I first fell in love with Roseanne when I watched her on one of those Barbara Walters interview specials. I loved Roseanne for two reasons. Unlike Barbra Streisand, Sally Field, Bette Midler and other divas, Roseanne didn't cry. She didn't cry when Barbara started in on the weight stuff, the trailer parks and then the weight again. This was back when Roseanne was Roseanne Barr, a very fat, pretty unhealthy looking new star. Usually a Barbara Walters interview is a chummy affair - you get the feeling the ladies have lunched. But with Roseanne you could tell Barbara was keeping her distance, didn't want to get too close to her subject, as if fat were contagious and Barbara feared for her life. The thing that made me idolise Roseanne was that she didn't apologise for being big and she didn't regret it. An emaciated Barbara looked astounded, so Roseanne said it again, that she didn't care about being skinny, that she wasn't going to starve herself anymore - that she was famous, so she could stop trying. If ever there was a more liberating moment on television, I never saw it.
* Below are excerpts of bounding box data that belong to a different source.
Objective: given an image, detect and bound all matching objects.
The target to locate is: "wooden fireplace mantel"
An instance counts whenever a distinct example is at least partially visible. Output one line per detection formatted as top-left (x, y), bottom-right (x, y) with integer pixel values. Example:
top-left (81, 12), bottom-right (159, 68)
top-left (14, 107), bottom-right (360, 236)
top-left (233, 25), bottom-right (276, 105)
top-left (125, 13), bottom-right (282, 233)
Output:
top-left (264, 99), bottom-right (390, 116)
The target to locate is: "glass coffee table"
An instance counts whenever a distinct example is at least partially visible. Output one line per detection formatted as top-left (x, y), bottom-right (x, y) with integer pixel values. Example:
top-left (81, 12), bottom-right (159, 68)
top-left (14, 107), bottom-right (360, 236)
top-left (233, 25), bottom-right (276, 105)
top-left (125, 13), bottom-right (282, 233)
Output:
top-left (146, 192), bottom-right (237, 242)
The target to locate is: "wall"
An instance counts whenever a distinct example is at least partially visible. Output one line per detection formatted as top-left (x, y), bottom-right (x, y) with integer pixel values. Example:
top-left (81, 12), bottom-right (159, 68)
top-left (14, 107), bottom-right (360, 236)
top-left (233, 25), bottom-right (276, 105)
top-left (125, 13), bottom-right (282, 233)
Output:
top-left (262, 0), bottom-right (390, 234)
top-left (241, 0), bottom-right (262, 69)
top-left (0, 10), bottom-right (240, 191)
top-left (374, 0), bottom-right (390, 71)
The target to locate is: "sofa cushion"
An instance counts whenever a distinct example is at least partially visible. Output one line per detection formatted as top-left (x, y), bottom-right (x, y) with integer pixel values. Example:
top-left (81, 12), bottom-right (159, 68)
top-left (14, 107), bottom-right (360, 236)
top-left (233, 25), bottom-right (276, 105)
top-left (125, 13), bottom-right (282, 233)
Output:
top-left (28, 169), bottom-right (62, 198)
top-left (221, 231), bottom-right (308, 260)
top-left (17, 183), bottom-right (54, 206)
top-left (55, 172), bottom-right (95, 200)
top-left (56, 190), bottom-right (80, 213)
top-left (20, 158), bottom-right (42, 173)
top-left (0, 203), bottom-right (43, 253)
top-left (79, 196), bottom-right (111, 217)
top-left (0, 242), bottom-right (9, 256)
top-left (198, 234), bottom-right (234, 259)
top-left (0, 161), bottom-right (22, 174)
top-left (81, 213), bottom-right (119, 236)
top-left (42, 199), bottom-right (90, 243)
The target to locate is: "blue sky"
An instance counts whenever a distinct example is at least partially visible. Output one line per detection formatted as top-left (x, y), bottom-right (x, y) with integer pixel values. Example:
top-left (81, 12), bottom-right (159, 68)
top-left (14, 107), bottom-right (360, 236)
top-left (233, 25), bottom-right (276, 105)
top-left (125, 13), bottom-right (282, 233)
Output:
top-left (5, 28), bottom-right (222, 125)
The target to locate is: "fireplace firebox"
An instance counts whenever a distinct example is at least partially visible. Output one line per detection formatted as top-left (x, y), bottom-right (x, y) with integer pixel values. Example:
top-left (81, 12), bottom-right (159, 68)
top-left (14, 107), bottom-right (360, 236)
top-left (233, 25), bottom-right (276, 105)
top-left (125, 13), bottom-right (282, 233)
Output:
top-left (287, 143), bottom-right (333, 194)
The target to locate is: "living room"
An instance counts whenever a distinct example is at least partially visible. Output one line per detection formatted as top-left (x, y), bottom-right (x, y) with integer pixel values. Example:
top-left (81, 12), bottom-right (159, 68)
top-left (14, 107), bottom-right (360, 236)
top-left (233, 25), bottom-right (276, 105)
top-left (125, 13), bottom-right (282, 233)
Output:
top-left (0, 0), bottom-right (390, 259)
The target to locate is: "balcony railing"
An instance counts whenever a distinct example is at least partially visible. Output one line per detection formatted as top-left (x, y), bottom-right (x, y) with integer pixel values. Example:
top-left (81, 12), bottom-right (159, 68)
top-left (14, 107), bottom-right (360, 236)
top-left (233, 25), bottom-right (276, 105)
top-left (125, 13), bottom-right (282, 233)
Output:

Roseanne - now Arnold - is still fat, but glamourous fat. Looking more like a plump half Chinese barbie doll than a suburban Midwestern housewife, Roseanne acts out the Hollywood syndrome, in reverse. She 'made it' as a frump, and then bought herself a new face. The remarkable thing about this transformation was that it didn't affect the ratings of a show whose success was due in part to the fact that audiences wanted to see themselves when they watched television.

In a gay bar episode of her show, this metamorphosis is derided by a fey Martin Mull, who mistakes her for a drag queen doing Elizabeth Taylor (which is no small thing if done well, and Roseanne did it well.) Roseanne doing Liz doing Cleopatra. Of course it's a strange idea, that a fat woman being glamourous should look like a woman in drag - that by dragging-up she is passing as the thing she actually is and, because of her proportions, isn't accepted as. Maybe that's why Roseanne seems to do diva in a postmodern way. A working-class Judy Garland for a genderfuck generation.

This camp idolatry thing is a tad dated but the tone of My Lives is like an autobiographical Mommie Dearest. Maybe Roseanne created herself as an object of camp. She's a weird hybrid of Hollywood phenomena. I guess she's really nuts, but maybe not really, not given her talent and what she's had to deal with. Her book is great; great because she tells her real life. Here is a book by a major celebrity that tells us: I feel like killing myself every goddamn day. I have turned tricks, had my father molest both me and my daughter and I have lived through it and can tell you all about it because I know you have too. It's the same thing that makes her comedy genius.

I like Roseanne's idea that we all come from some kind of white trash parlour, and because she's the biggest and the loudest, she's gonna blurt it all over town. She's gonna clean house, even if it's the one she was born in. When I tell a friend about really worshipping Roseanne, she asks me if I think maybe she lies or exaggerates, like the stuff with her parents or her latest divorce scare. Well maybe, I tell her, don't we all? Actually, it's even more comforting to watch a famous person resort to the same kind of miserable attention-starved behaviour as the rest of us. But later on in the day, I take it back. I think every word is true, because it wouldn't affect me if it wasn't. When I watch her show - and this book and her off camera escapades are all part of Her Show - I feel like I am looking at the moon. You know when you are looking at the moon and you wonder about all the other people looking at it in other places and you wonder if they are seeing or feeling the same thing? And then you don't feel so alone? It's like that.